Tell him, if he i’th’ blood-sized field lay swollen,
Showing the sun his teeth, grinning at the moon,
What you would do.
(1.1.97–101)
The shock results from the word order (as Magnusson notes, ‘the dove’s flutter becomes its death throes’ (378)) and from the fact that, in both parts of the sentence, the parenthetical element dominates the main subject–verb construction. The speech is also shocking because it intrudes on the private feelings of Hippolyta and Theseus, and the queens’ subsequent speeches intrude still further, imagining Hippolyta on her wedding night, when ‘Her twinning cherries shall their sweetness fall / Upon thy taste-full lips’ (1.1.178–9).
Hippolyta’s reply, addressed to Theseus, is equally difficult, but for different reasons:
Though much unlike
You should be so transported, as much sorry
I should be such a suitor, yet I think,
Did I not by th’abstaining of my joy,
Which breeds a deeper longing, cure their surfeit
That craves a present med’cine, I should pluck
All ladies’ scandal on me. Therefore?…
(1.1.186–92)
The final word (along with the earlier ‘Though’, ‘as’ and ‘yet’) gives the illusion of clarity. By contrast, the omission of the pronouns that go with ‘unlike’ and ‘sorry’, and the vague referents of ‘so’ and ‘such’, make the actual meaning difficult to arrive at. The difficulty may result from a clash between the speaker’s need to make a suitable public statement and her private embarrassment both about the subject-matter and about the queens’ behaviour.
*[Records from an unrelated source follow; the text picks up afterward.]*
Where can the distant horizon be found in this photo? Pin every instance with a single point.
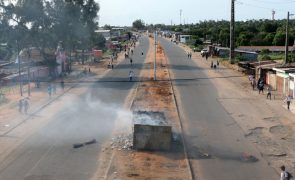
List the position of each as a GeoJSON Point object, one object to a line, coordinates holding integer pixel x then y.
{"type": "Point", "coordinates": [123, 13]}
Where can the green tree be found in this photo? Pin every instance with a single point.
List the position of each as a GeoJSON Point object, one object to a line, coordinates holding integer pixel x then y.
{"type": "Point", "coordinates": [138, 24]}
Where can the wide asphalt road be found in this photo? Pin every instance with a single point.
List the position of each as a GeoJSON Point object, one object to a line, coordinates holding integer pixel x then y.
{"type": "Point", "coordinates": [49, 154]}
{"type": "Point", "coordinates": [216, 144]}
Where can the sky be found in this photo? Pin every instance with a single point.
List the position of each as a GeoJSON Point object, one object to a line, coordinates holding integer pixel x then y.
{"type": "Point", "coordinates": [124, 12]}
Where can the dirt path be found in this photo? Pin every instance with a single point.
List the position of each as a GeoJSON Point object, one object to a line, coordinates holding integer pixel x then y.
{"type": "Point", "coordinates": [125, 163]}
{"type": "Point", "coordinates": [267, 124]}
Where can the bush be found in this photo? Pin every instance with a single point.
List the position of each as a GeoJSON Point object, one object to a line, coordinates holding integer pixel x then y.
{"type": "Point", "coordinates": [265, 57]}
{"type": "Point", "coordinates": [265, 51]}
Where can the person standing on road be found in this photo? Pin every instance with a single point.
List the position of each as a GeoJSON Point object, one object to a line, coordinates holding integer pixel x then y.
{"type": "Point", "coordinates": [62, 84]}
{"type": "Point", "coordinates": [20, 105]}
{"type": "Point", "coordinates": [49, 90]}
{"type": "Point", "coordinates": [253, 83]}
{"type": "Point", "coordinates": [130, 75]}
{"type": "Point", "coordinates": [131, 61]}
{"type": "Point", "coordinates": [288, 100]}
{"type": "Point", "coordinates": [26, 105]}
{"type": "Point", "coordinates": [54, 88]}
{"type": "Point", "coordinates": [285, 175]}
{"type": "Point", "coordinates": [268, 92]}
One might compare 1.2 of The Winter’s Tale, where Leontes and Hermione are equally over-insistent as they urge Polixenes to prolong what already seems to have been too long a visit at the court of Sicily. In each case, the language is embarrassing, and it dramatizes embarrassment. In the earlier play, the language eventually finds its outlet in the plot, since Hermione’s overcharged, laboriously flirtatious appeal leads directly to her husband’s suspicion that she is committing adultery with his friend. In The Two Noble Kinsmen the sensual language used by the queens about both Hippolyta and Emilia has consequences only in Hippolyta’s later reminder to Theseus of ‘all the chaste nights I have ever pleased you’ (3.6.200), to which he replies – whether embarassed or amused – ‘These are strange conjurings.’ By contrast, Palamon’s prayer to Venus dwells on his ability to keep quiet about sexual secrets, an important virtue in courtly love. Apart from a few expressions of desire in 2.2, and perhaps in Arcite’s soliloquy at the start of Act 3, the play differentiates the naive sensuality of the Jailer’s Daughter and the men’s recollection of their previous sexual exploits from the self-conscious purity of their rivalry for Emilia. The best moments, in both authors, are those in which what is being said is clearly not the whole of the meaning – as when Fletcher depicts the kinsmen attempting to behave with artificial jollity (3.3) or, in the arming scene (3.6), to suppress the affection that is awakened in them by old memories. Indeed, the abrupt end of 3.3 results from Palamon’s angry interpretation (right or wrong, we never know) of some lines of Arcite which, in themselves, mean almost nothing:
There was a time
When young men went a-hunting, and a wood,
And a broad beech; and thereby hangs a tale –
Hey ho.
(3.3.39–42)
It has been suggested that the subplot acts as an outlet for the reticence shown in the main plot. For instance, Emilia’s quiet refusal of Theseus’ urging her towards Arcite at the end of 2.5 is immediately followed by the Daughter’s exuberant ‘Let all the dukes and all the devils roar …!’ (2.6.1) – ‘as though she has become the secret voice of Emilia’s resentment’ (Abrams, ‘Bourgeois’, 159).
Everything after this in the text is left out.